Mucinous bronchoalveolar carcinoma
Invasive mucinous adenocarcinoma of the lung is a subtype of invasive adenocarcinoma of the lung formerly known as mucinous bronchoalveolar carcinoma (BAC). They are more likely to be multicentric and tend to have a worse prognosis than non-mucinous types.
Terminology
In 2011, the International Association for the Study of Lung Cancer (IASLC), American Thoracic Society (ATS), and European Respiratory Society (ERS) introduced a new classification and terminology for adenocarcinoma of the lung. The term bronchoalveolar carcinoma (BAC) has been extinct and, invasive mucinous adenocarcinoma of the lung now replaces the tumors previously known as mucinous bronchoalveolar carcinoma (BAC).
Pathology
Location
Mucinous carcinomas are commonly multicentric, multilobar, and may show bilateral lung involvement . These patterns may indicate aerogenous spread .
Microscopic appearance
Mucinous carcinomas originate from columnar mucus-containing cells (cf. non-mucinous tumors which arise from club cells (Clara cells) or type 2 pneumocytes), showing a goblet or columnar cell morphology with abundant intracytoplasmic mucin . The alveoli are usually filled with mucin .

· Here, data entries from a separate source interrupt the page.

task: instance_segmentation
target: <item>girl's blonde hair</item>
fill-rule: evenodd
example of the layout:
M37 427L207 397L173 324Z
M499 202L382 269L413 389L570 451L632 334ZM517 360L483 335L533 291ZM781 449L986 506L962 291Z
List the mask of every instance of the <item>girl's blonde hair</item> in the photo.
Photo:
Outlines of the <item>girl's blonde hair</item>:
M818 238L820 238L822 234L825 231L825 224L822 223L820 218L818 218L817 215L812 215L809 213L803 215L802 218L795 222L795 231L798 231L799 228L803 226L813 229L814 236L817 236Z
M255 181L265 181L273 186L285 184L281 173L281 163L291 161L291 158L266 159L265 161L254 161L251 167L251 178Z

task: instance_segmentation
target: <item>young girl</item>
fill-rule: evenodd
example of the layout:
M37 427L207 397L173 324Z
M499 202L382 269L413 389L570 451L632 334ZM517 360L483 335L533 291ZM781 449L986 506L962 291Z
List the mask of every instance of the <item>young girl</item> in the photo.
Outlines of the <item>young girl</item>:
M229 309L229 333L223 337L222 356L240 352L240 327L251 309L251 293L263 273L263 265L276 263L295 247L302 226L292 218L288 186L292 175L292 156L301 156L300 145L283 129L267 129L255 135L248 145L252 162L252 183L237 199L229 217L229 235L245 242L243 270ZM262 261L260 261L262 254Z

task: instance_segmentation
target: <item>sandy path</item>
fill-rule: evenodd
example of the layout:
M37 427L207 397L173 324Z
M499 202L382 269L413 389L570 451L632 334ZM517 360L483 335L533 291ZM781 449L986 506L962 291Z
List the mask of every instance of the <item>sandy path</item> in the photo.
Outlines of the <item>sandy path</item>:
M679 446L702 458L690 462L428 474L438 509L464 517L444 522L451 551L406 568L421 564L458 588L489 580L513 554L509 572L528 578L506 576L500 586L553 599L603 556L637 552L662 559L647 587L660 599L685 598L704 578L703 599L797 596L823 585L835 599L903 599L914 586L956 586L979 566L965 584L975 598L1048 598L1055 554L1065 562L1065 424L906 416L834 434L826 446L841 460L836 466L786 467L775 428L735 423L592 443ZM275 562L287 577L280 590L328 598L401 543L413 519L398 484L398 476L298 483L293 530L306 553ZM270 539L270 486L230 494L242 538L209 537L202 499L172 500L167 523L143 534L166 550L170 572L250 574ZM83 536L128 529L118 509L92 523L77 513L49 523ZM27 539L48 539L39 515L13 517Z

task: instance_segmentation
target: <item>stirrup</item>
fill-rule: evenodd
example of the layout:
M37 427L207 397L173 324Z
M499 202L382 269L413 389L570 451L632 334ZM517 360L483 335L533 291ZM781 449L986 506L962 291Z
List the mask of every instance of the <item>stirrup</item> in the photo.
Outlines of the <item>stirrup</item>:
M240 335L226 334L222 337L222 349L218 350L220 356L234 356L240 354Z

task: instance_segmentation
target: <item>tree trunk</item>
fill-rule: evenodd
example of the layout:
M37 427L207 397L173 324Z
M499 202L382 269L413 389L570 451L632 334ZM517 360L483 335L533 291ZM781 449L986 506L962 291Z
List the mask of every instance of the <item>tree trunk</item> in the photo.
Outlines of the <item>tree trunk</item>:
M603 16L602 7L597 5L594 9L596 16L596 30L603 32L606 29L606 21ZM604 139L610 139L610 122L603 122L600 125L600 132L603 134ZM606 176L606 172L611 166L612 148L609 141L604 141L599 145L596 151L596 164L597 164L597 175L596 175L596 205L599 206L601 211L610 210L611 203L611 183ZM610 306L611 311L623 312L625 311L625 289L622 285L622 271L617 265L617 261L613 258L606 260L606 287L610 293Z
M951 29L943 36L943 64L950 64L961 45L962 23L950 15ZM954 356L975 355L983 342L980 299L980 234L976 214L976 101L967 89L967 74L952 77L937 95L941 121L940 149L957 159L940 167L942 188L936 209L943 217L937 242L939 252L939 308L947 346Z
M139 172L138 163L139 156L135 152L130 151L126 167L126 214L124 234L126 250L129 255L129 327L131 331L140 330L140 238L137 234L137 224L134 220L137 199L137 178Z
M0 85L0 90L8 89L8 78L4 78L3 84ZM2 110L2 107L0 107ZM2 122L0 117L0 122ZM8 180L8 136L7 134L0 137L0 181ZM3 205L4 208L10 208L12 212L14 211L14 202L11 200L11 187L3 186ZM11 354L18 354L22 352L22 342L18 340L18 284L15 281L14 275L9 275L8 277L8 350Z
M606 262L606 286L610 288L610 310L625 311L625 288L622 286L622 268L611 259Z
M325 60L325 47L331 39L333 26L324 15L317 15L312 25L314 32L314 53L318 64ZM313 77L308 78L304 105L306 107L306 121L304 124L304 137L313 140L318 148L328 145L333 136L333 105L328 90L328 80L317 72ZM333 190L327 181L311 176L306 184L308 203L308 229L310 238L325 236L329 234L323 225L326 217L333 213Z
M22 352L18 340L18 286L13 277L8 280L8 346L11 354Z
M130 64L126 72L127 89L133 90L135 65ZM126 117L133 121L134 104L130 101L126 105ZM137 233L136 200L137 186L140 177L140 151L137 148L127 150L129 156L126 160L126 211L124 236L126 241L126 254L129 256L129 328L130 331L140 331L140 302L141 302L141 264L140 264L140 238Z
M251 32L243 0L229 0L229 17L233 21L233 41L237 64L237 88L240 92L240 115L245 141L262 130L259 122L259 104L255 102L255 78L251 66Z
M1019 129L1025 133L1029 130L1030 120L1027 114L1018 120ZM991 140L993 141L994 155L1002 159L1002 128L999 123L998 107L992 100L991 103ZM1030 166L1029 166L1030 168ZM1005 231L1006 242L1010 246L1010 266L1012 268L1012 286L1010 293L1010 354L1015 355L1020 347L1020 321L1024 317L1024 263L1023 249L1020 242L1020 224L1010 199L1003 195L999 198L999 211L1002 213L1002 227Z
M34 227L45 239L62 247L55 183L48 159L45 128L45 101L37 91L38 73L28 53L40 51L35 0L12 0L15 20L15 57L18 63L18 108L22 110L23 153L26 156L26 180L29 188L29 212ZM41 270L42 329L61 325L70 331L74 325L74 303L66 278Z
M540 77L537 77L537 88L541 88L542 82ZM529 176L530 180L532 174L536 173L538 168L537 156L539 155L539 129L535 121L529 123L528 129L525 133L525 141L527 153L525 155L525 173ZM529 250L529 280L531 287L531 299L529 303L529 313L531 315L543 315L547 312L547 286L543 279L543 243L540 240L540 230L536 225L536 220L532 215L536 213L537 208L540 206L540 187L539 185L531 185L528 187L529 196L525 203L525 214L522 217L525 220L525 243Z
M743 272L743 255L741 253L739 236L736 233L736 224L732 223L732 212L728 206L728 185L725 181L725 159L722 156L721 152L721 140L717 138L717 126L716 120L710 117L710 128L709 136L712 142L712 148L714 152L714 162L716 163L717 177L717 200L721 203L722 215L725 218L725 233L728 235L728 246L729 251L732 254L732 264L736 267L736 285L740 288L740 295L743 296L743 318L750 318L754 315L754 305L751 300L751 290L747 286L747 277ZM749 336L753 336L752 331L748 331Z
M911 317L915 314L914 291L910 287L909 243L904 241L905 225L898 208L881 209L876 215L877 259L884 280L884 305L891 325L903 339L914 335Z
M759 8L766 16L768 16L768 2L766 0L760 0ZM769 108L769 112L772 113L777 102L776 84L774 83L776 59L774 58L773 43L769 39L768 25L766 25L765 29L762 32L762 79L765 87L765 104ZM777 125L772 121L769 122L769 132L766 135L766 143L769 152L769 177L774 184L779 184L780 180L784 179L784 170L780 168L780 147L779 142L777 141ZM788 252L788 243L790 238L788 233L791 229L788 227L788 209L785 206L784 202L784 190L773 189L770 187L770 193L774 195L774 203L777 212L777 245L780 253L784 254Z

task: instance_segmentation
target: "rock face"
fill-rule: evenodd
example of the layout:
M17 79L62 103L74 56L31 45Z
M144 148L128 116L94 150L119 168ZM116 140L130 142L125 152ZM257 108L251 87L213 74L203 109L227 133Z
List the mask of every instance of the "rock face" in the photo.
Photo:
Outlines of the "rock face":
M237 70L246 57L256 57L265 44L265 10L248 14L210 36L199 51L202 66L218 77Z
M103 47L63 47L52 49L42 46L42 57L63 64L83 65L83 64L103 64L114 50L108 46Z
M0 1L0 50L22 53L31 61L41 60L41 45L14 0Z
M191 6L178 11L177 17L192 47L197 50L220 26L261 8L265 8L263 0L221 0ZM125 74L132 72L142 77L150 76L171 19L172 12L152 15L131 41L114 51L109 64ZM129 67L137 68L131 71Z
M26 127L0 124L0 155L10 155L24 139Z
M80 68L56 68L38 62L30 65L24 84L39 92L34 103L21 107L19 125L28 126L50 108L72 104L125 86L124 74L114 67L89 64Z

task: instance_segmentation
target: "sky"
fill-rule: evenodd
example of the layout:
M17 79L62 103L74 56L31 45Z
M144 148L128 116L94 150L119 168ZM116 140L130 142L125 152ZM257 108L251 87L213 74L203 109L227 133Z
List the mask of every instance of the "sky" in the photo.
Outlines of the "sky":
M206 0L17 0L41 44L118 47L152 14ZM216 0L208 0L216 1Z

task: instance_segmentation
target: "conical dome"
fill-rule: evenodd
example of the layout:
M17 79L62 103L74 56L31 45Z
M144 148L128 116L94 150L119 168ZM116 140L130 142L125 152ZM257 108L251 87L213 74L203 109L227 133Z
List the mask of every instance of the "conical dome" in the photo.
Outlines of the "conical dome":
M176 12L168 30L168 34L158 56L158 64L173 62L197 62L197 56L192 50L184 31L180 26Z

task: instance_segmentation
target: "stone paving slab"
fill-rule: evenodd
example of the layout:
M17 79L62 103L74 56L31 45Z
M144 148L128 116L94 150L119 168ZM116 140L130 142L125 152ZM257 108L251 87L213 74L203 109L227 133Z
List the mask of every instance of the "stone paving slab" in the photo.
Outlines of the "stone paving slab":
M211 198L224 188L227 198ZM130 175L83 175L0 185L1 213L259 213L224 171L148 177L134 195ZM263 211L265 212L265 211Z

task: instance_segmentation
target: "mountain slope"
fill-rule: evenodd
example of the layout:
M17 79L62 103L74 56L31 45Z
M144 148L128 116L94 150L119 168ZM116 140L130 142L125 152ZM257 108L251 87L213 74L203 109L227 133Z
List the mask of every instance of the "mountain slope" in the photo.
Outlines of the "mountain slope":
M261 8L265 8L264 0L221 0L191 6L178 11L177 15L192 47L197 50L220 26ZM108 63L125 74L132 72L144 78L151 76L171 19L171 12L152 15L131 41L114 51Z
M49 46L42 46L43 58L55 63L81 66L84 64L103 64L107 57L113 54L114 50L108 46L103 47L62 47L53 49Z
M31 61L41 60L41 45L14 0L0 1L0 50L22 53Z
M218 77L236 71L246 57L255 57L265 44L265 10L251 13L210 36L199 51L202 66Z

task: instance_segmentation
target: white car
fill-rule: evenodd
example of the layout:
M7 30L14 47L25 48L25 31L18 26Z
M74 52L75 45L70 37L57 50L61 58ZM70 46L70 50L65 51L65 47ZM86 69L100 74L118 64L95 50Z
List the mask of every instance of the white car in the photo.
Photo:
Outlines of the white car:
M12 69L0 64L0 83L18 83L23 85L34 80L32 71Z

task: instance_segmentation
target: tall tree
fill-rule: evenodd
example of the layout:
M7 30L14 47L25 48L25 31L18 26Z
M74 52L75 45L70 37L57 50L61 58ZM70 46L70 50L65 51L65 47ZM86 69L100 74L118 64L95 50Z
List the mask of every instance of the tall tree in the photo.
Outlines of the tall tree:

Although also consisting of a mixture of histologic patterns, e.g. lepidic, acinar, papillary, micropapillary, and solid growth, as we observe in the nonmucinous invasive tumors, there is no recommendation to subcategorise the invasive mucinous adenocarcinomas, as its clinical relevance is still uncertain .
Genetics
- KRAS mutation: strongly present (~76%)
- EGFR mutation: almost always absent (~3%)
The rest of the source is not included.